One of my favorite quotes by Bill Gates, that I refer to often, is  “technology is just a tool. In terms of getting the kids working together and motivating them, the teacher is the most important.”  If we think about that quote in terms of technology assisted review  (TAR), we are the teacher and TAR tools are the students.

The two major uses for TAR tools are supervised and unsupervised machine learning, but each of those functions rely on the integration of process and workflow in order to work well.

Unsupervised machine learning is a grouping mechanism that doesn’t need human intervention, other than to hit the ‘GO’ button.  We use this in tools like clustering,  find similar, near duplicate and other visual display approaches – the TAR algorithms simply look for documents that look alike textually to a certain degree.  It’s like what we used to do when we got boxes of paper documents – we’d sort them into piles of similar documents for better review, ignoring some piles, beelining for others.  That is how the un-supervised learning tools work. Then, deciding which piles to dive into and which ones to ignore is where process and workflow come into play. Using these tools, we can move piles into review for full analysis, we can decide to simply spot-check for Responsiveness or we can push aside for lack of relevance.

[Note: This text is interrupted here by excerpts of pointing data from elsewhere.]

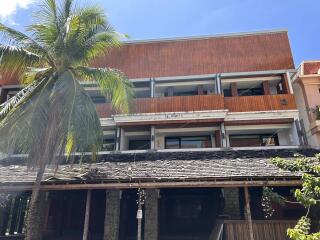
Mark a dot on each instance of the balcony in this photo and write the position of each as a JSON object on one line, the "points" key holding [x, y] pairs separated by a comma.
{"points": [[168, 104], [262, 230], [205, 102], [260, 103]]}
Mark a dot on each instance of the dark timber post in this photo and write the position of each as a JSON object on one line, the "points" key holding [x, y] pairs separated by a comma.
{"points": [[248, 212], [151, 215], [14, 215], [140, 213], [87, 216], [112, 215]]}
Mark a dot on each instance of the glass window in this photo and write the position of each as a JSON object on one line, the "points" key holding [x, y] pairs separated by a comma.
{"points": [[139, 144], [98, 99], [253, 140], [188, 142], [250, 92], [172, 143], [108, 145]]}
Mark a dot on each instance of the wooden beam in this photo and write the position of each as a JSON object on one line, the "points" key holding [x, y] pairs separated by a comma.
{"points": [[171, 184], [87, 216], [248, 212]]}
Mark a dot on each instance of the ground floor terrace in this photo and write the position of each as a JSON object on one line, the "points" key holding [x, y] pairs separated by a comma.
{"points": [[167, 213], [181, 195]]}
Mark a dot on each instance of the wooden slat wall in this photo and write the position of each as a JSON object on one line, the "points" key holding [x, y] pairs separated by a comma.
{"points": [[262, 230], [205, 102], [242, 53], [260, 103]]}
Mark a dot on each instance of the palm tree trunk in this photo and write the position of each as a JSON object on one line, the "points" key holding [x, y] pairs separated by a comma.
{"points": [[34, 217]]}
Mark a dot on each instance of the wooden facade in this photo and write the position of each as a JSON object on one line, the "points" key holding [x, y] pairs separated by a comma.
{"points": [[262, 230], [205, 102], [206, 55]]}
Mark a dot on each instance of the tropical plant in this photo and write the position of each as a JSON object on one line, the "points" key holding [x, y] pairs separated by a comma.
{"points": [[308, 195], [53, 116]]}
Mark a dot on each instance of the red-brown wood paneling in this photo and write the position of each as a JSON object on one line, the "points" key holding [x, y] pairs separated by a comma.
{"points": [[262, 230], [311, 68], [260, 103], [241, 53], [205, 102]]}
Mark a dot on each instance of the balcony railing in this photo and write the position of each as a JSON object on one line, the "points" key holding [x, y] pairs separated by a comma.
{"points": [[169, 104], [205, 102], [260, 103], [262, 230]]}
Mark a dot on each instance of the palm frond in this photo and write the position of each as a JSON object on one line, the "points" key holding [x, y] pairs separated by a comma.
{"points": [[35, 74], [91, 34], [112, 84], [21, 40], [14, 59], [16, 99], [101, 43], [43, 123]]}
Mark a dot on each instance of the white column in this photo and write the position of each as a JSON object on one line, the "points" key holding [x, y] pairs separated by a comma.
{"points": [[153, 138], [152, 87], [118, 133], [289, 82], [224, 140]]}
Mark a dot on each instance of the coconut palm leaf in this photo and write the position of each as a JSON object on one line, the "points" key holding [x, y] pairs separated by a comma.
{"points": [[53, 115], [111, 83], [16, 59]]}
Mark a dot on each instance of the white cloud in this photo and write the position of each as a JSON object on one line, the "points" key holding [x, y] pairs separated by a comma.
{"points": [[9, 7]]}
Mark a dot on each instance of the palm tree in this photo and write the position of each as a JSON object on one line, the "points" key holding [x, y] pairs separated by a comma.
{"points": [[53, 116]]}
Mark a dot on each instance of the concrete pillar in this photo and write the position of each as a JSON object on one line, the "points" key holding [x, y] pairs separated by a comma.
{"points": [[217, 138], [288, 77], [151, 214], [218, 84], [112, 215], [152, 87], [118, 133], [234, 89], [224, 142], [285, 84], [266, 88], [232, 207]]}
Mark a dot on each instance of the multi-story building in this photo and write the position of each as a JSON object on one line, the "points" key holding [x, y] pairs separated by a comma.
{"points": [[306, 85], [208, 114]]}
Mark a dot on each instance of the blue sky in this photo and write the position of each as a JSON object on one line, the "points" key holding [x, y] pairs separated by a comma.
{"points": [[144, 19]]}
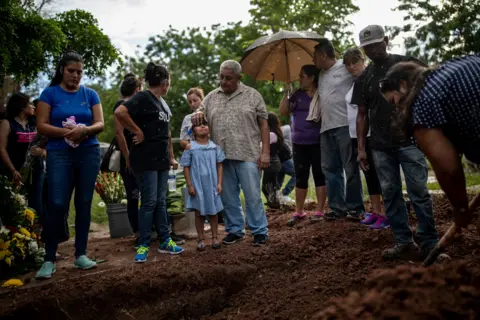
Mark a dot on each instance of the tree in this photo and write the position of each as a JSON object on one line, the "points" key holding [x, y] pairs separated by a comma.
{"points": [[31, 43], [83, 35], [193, 56], [323, 17], [441, 31]]}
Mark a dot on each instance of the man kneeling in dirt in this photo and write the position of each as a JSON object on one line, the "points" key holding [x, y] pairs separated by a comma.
{"points": [[238, 122]]}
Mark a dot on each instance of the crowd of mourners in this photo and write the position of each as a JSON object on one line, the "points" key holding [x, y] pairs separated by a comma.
{"points": [[346, 117]]}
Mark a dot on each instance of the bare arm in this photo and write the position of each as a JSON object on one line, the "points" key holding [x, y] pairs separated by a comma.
{"points": [[184, 143], [446, 163], [363, 124], [265, 136], [4, 132], [97, 123], [220, 173], [120, 137], [126, 120], [284, 106], [43, 122]]}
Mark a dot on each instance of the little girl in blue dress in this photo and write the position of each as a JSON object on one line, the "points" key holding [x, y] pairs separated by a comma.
{"points": [[202, 166]]}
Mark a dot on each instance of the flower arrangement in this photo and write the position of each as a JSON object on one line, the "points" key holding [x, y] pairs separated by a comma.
{"points": [[109, 187], [18, 229]]}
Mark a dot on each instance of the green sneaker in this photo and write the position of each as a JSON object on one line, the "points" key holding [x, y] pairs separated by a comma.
{"points": [[46, 271], [170, 247], [84, 263]]}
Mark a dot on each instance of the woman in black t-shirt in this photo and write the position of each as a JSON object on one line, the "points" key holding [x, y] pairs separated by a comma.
{"points": [[17, 132], [147, 116], [131, 85]]}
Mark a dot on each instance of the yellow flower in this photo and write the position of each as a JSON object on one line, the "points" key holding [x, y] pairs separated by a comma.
{"points": [[30, 215], [18, 236], [4, 245], [25, 232], [13, 283]]}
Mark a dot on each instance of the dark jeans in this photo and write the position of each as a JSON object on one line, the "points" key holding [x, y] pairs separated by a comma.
{"points": [[68, 169], [414, 166], [337, 158], [153, 205], [371, 176], [270, 182], [288, 168], [132, 191]]}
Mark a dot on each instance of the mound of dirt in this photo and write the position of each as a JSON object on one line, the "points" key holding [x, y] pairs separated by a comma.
{"points": [[440, 292]]}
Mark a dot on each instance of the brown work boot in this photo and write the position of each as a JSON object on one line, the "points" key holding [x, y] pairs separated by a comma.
{"points": [[409, 250]]}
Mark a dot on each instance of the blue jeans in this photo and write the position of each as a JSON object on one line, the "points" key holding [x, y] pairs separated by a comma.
{"points": [[244, 175], [69, 169], [287, 169], [153, 205], [415, 169], [337, 157]]}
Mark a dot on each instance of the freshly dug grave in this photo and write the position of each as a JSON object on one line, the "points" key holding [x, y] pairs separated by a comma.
{"points": [[441, 292], [295, 276]]}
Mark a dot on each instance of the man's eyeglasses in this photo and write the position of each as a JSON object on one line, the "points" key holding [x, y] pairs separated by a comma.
{"points": [[223, 77]]}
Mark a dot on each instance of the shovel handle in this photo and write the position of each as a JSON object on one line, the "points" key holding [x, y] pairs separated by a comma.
{"points": [[450, 235]]}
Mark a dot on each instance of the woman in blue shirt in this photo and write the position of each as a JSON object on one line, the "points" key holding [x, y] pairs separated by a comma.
{"points": [[72, 165]]}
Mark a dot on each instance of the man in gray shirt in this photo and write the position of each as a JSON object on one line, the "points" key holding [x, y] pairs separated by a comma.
{"points": [[333, 84], [237, 117]]}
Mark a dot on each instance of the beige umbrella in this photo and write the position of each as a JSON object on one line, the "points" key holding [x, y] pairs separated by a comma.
{"points": [[279, 56]]}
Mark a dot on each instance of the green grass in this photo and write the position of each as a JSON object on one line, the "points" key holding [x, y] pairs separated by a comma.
{"points": [[472, 179]]}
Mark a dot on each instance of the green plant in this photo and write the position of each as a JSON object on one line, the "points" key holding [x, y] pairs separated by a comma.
{"points": [[109, 186]]}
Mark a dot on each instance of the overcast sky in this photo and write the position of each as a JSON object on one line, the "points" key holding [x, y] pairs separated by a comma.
{"points": [[131, 22]]}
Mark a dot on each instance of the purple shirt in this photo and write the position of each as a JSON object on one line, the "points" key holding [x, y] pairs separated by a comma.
{"points": [[303, 131]]}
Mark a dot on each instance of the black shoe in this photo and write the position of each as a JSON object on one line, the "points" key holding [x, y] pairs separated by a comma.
{"points": [[354, 215], [232, 238], [333, 216], [259, 240], [177, 239]]}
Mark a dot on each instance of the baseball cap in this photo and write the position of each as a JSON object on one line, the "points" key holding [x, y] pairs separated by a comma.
{"points": [[371, 34]]}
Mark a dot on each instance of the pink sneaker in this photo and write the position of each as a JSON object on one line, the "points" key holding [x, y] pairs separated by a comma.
{"points": [[317, 216], [381, 223], [370, 218]]}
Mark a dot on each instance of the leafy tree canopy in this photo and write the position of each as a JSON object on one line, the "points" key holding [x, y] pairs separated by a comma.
{"points": [[441, 31]]}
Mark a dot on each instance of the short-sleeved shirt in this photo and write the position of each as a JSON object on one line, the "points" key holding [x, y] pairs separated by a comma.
{"points": [[333, 85], [287, 136], [366, 92], [450, 100], [186, 132], [303, 131], [234, 121], [64, 104], [152, 116], [352, 112], [127, 134]]}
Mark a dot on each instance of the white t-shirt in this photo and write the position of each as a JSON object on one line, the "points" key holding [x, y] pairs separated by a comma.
{"points": [[333, 85], [352, 111]]}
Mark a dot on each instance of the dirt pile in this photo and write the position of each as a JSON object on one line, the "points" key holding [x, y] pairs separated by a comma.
{"points": [[440, 292], [295, 276]]}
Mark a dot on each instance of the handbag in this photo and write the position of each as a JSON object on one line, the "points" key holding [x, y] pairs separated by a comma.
{"points": [[284, 153], [111, 159]]}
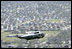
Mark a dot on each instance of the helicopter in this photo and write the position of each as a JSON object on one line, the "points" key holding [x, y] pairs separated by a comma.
{"points": [[33, 35]]}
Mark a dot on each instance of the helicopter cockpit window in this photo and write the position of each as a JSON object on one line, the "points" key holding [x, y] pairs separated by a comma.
{"points": [[36, 32]]}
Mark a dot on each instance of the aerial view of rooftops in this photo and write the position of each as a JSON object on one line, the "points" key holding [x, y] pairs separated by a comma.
{"points": [[35, 24]]}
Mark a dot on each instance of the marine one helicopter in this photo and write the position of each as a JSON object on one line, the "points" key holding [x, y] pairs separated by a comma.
{"points": [[33, 35]]}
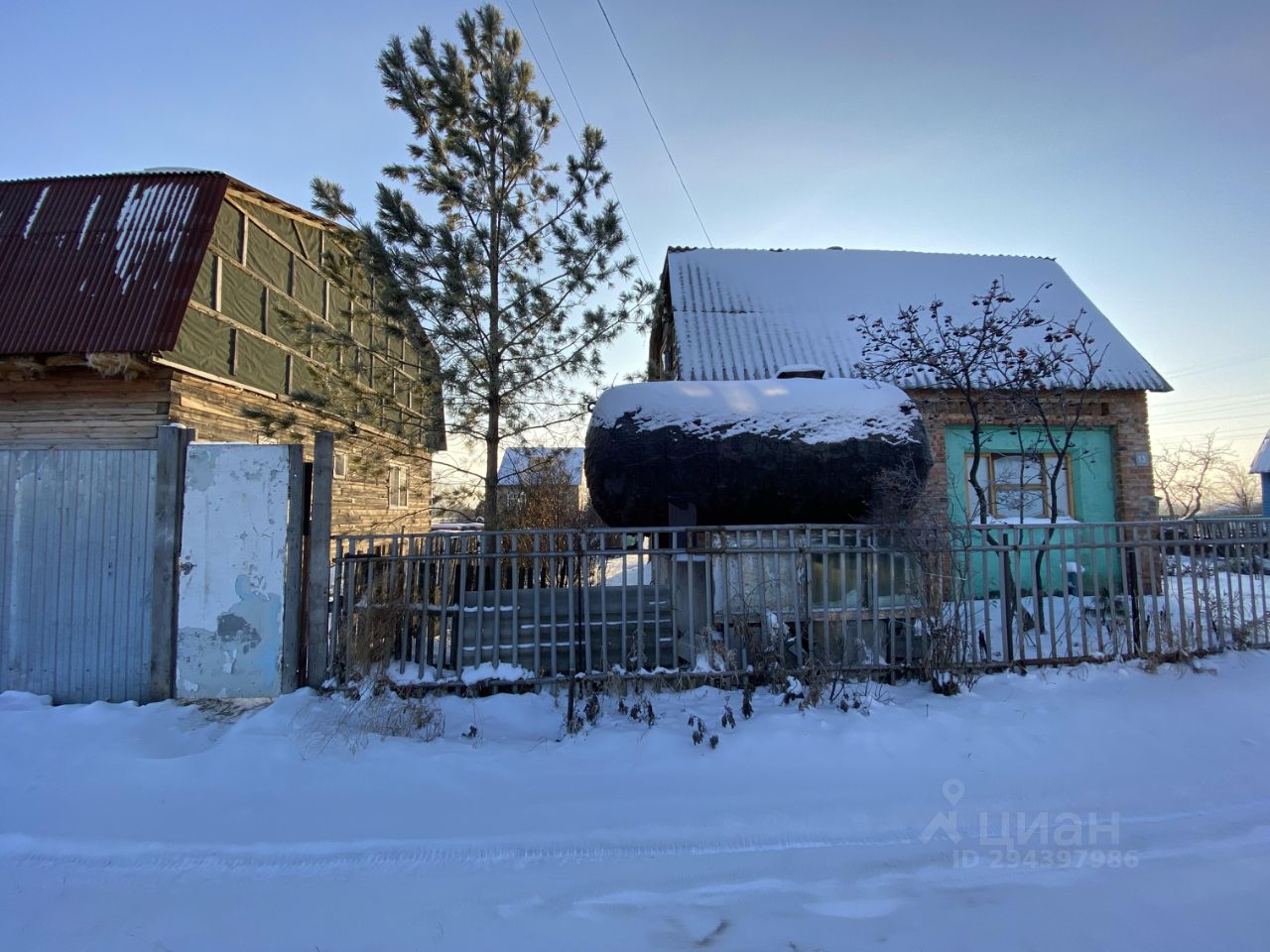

Supervised learning is more nuanced and needs a teacher to provide guidance and direction.  In order to find what we’re looking for as fast as possible, with as little review of irrelevant material as possible, we have to work with the algorithms and teach them how to find the documents we want. No algorithm is going to be able to tell you that a document is Responsive or not.  However, with the right education by exemplars and training, the tools can tell us which documents are similar enough to those we’ve already decided are Responsive and Not Responsive.  This helps us focus our review on those documents that are likely Responsive and, just as importantly, highlights the large pile of documents we don’t have to waste our precious time on.

Document volumes used to be smaller, so small, agile, focused teams of reviewers were the best way to help counsel respond to Discovery requests.  These small teams became experts in the subject matter and remaining consistent across the team was relatively simple.  In the last 10 years, as data volumes have grown, so too did the need for giant teams of reviewers to get through large volumes of documents in short time frames.  Giant teams can be unwieldly and consistency across the team and productions becomes a search for the Holy Grail.  Adding TAR tools can drastically reduce the volume of documents for review and therefore makes it possible to get back to those small, agile and focused review teams.

Continuous Active Learning (CAL) seems to be the way forward, the way that allows for those small review teams.  Supervised machine learning that continues to learn as we learn is a great representation of the human/teacher and machine/student relationship.  But it’s the process that seals the deal.  We use the TAR tools to do what they can do (see relationships we can’t yet see) and then we create workflows to help us move documents into review and into training.  It is an iterative process that truly does allow for continuous and active learning.

A good balance of reviewing a lot of documents and not enough documents can be achieved through these workflows.  Documents move through the workflows, as decisions and QC are happening, as teaching and learning is happening in real-time, and the TAR tools create good audit trails throughout the process to maintain visibility and defensibility into the steps taken.

We have seen that this newest partnership between teacher (human) and student (machine) can drastically reduce time and cost of review and increase the comfort level that you’ve taken great strides (within reason) to find all Responsive documents.  CAL is just a technology tool, but a CAL-driven workflow, guided by TCDI’s expertise, is a real solution.